The show was brought to Bengaluru by Aaron Fernandes Entertainment on December 13 at Prestige Centre for Performing Arts. The show asks how far audiences will go when the only things they have are a box, a script, and, most importantly, themselves.

Aaron Fernandes
Out of the box
Often described as “theatre stripped to its essence”, Handle with Care replaces trained performances with whoever happens to turns up on the day of the show. Guided by letters, objects and instructions hidden inside the box, the audiences bring the work into being.
While the structure is tightly designed, who speaks, who hesitates and who takes the lead, is wholly dependent on the chemistry of that particular group. Needless to say, no two performances are the same.
CEO and founder Aaron Fernandes first encountered the work at the Edinburgh Fringe in 2024. “I was immediately struck by how unfamiliar and necessary the format felt,” he recalls. “A performance that only exists through audience participation challenges many assumptions we still hold about theatre.”
What stayed with him was its insistence on shared responsibility. “It asks people to listen, respond, and hold the experience together.

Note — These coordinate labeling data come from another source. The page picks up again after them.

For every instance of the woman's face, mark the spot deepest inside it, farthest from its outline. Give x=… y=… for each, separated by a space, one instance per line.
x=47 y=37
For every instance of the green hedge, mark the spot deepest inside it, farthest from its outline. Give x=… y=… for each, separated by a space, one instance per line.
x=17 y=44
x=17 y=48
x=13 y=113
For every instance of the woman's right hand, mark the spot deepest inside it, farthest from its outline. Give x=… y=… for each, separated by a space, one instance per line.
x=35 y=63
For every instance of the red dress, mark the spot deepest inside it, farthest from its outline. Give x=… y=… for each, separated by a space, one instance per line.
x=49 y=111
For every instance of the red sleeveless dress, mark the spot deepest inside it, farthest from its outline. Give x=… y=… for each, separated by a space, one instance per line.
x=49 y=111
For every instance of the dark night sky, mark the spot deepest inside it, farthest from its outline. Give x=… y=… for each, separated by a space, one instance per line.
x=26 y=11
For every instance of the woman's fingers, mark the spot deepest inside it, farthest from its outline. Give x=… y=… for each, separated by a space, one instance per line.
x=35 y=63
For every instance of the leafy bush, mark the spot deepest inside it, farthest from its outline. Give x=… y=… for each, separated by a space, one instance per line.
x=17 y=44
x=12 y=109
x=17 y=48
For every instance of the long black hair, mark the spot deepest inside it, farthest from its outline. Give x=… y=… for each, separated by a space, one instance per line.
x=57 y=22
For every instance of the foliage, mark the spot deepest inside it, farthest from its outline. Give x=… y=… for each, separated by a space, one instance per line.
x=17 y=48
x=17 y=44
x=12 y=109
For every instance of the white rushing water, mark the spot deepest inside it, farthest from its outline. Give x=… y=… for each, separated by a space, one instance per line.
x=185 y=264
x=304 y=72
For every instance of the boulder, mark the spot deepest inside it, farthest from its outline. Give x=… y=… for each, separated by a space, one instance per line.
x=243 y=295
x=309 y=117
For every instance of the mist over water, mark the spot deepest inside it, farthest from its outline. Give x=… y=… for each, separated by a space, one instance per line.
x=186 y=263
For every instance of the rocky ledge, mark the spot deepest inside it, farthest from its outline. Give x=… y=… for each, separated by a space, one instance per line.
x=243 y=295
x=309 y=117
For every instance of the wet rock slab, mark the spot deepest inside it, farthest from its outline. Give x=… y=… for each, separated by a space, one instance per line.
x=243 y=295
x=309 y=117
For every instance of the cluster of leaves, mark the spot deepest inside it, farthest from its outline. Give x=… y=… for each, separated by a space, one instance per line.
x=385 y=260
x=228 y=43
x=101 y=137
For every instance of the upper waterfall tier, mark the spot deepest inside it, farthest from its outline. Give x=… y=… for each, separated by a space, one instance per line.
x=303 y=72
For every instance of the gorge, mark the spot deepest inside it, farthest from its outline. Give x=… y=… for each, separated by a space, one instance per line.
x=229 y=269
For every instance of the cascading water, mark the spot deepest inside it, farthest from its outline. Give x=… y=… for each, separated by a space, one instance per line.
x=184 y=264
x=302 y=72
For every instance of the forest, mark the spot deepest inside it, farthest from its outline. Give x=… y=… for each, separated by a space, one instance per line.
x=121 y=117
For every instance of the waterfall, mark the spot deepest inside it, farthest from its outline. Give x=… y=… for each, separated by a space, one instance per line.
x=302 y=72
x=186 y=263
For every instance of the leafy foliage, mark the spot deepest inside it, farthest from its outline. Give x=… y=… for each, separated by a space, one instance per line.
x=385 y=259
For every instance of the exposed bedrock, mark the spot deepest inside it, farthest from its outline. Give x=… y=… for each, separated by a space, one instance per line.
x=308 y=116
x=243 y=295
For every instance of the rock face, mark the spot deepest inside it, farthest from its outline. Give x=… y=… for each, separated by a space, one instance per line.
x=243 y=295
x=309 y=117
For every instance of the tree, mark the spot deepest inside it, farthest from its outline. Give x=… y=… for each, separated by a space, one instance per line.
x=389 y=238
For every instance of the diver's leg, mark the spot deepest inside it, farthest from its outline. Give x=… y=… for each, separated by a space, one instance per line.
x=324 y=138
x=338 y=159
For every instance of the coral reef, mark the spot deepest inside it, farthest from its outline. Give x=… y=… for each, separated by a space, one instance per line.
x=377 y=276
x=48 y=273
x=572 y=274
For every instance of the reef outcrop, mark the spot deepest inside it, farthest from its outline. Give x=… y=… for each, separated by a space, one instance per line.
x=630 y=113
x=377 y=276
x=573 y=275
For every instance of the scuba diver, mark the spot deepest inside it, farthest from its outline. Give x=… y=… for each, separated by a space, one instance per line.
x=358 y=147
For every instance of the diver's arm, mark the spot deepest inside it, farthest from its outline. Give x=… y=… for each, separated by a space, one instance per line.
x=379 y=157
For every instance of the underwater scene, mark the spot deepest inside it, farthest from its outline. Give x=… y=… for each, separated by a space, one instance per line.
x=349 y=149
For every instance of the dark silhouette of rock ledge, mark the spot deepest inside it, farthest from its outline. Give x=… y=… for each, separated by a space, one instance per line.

That feels especially relevant in India now.”
Trust, consent and stepping forward
Given its trust-based format, careful framing is essential. “Participation is never compulsory,” Aaron emphasises. “People can enter the experience at their own pace, with real agency over how they engage.” Behind the scenes, Ontroerend Goed supported presenters with detailed documentation and global briefings, while local teams ensured the box and the surrounding experience was handled with care.
For artistic director Alexander Devriendt, the project began with a tricky question: “ Is it possible to create theatre this way?” The aim, as he explains it, was never to create a puzzle. “We make interactive theatre for people who don’t like interactive theatre. No one is forced into the spotlight.” Control is deliberately surrendered. “We are not even there. That is the scary part.”
Participants from the show
Alexander resists cultural stereotypes, noting that audiences everywhere share more similarities than differences. Even resistance, he says, is part of the design. “If you want to watch from the back seats and do nothing, that works too.”
For Aaron, Handle With Care was not a one-off staging. The strong response it garnered across cities has reinforced his belief that small, high-concept works can have deep impact. In a room where a cardboard box can turn a silent crowd into a temporary community, that future already feels quietly underway.